The mountain bike suspension fork is one of the most heavily loaded parts. Even when it is adjusted to handle the load, depending on how often you use your MTB and how rough you are on your gear during those tours, at some point the wear and tear will make itself noticeable. And after a bad accident, it is recommended that you change out the fork. So if it is time to treat your bike to a new MTB suspension fork, there are two central questions: Does the new fork fit to my frame? And: What should that fork be capable of?

Here are a few points to answer your questions and help you choose the right mountain bike suspension fork.

Intended Use - Racing or Downhill?

Just like the rest of your bike, the suspension fork should meet your needs. If you prefer racing on faster trails then every gram counts. So you should choose the lightest suspension fork. However, for downhill, you need extra support for jumps and rough stretches – the fork should remain stable and absorb shocks well.

Check before you make a purchase: The right installation height

Which fork length you choose depends on the installation height. This is determined by the frame and is measured from the axle of the front wheel to the lower bearing cup. If you change the fork length, this will have an effect on your steering: A shorter fork means more agility. If you add to the installation height, then the wheel will follow the track better, but steering might be more difficult. It is usually recommended to stay with the stated installation height, since that is what the frame is designed for.

Braking system, axle fittings and headset standard

Will the new fork fit to your braking system? Check ahead of time which brakes your bike has – and choose the appropriate fork. These days almost all bicycles have a post mount brake. Still, you should check whether your bike is equipped with IS 2000 brakes, even if they are rarely used anymore. Regardless, there are adapters for both systems. If your bike is equipped with a rim brake, then the suspension fork will definitely need to have cantilever bolts.

It is also important to know with which type of axle is used to fit the front wheel into the fork. Does it have a quick release skewer? Also commonly used is a bolt-thru axle with a 15 mm or 20 mm axle.

Also important: What is the headset standard for your frame? Some examples include the classic Ahead headset with bearings outside of the head tube, or the increasingly common semi-integrated headset with bearings inside the head tube. A further question on this point: What is the diameter of the steering bearing cups? The sizes can differ greatly – if you’re unsure, definitely consult with an expert.

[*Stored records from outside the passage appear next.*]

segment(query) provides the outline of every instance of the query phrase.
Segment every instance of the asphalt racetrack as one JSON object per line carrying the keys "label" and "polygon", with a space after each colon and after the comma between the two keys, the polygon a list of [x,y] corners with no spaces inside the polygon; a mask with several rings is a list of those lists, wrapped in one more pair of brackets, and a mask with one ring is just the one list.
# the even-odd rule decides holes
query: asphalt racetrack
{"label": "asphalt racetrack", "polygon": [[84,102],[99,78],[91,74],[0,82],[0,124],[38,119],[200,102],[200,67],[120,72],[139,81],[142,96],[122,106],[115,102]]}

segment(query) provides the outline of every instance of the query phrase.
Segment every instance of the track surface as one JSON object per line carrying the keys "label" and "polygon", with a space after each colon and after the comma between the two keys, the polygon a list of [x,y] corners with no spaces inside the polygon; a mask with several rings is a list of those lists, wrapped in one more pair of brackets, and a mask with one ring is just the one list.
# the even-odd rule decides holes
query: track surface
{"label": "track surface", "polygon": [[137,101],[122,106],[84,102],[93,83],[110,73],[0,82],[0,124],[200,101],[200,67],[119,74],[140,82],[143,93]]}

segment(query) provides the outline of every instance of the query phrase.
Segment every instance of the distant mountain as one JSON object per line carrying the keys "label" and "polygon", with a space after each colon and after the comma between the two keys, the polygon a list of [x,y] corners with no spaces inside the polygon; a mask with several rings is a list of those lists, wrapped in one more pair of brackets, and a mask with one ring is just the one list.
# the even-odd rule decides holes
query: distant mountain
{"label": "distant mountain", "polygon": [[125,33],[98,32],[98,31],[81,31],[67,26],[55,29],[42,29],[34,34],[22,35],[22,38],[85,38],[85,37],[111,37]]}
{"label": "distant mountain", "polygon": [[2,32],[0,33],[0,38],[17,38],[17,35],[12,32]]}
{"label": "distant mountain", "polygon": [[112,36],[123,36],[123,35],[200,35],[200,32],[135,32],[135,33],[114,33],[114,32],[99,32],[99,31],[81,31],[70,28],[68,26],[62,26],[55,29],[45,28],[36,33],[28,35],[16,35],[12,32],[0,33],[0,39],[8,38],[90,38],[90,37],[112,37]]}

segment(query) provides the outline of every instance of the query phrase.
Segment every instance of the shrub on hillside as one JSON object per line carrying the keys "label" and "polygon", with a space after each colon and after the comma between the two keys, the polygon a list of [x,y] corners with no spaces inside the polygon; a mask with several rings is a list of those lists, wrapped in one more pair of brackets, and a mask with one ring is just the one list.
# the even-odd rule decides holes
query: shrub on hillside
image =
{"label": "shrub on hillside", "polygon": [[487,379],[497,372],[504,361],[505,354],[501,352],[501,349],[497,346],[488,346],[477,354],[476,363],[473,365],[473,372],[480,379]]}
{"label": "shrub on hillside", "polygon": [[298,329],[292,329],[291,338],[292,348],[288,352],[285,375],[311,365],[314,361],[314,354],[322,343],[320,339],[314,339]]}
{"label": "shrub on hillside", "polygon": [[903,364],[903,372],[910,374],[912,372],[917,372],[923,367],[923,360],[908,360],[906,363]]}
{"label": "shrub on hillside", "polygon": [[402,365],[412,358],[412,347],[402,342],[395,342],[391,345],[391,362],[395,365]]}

Equipment and extras for your mountain bike suspension fork

You should now have a good overview of the prerequisites that a mountain bike suspension fork has to fulfil so that it fits your frame. Now it’s time for the fun part: What features should your MTB fork have?

  • Travel and spring type The longer the travel, the better the fork can handle rough routes. Starting at 130 mm travel there is the option of choosing a lowerable fork with which you can reduce the travel. The spring stiffness is related to your weight: light riders need stiffer springs than heavier ones. But this is also tied to the appropriate spring type:
  • Air-sprung: This has become the most frequently equipped type of spring. Its advantage: this type can be optimally adjusted to the rider’s weight and is itself lightweight. In addition, air springs usually have progressive spring properties, ideal for cross-country or racing.
  • Steel spring: This is usually found in cheap forks. Steel springs are robust and offer a linear suspension response. However, it is usually more difficult to adjust to the rider’s weight.
  • Rebound and compression damping: An important function that you should pay attention to when buying a mountain bike suspension fork is rebound damping. It regulates the rebound speed. You can usually already adjust the rebound from the outside on cheap suspension forks. The compression level however is responsible for the speed at which the suspension compresses. This can be further categorised as low-speed for a slow compression (e.g. bumps on the road) and high-speed for a fast compression (e.g. jumps or roots).
  • Platform damping and lockout: These two functions are essentially the sequel to compression damping. The platform damping only reacts to a suspension of a certain force. This is either pre-set or can be set manually for high-end fork models. The lockout prevents the flow of oil through the compression circuit. So that the mountain bike suspension fork cannot fully compress. You can engage the lockout automatically or manually. For frequent use of this function, it is easier to have a fork with remote controls on the handlebar.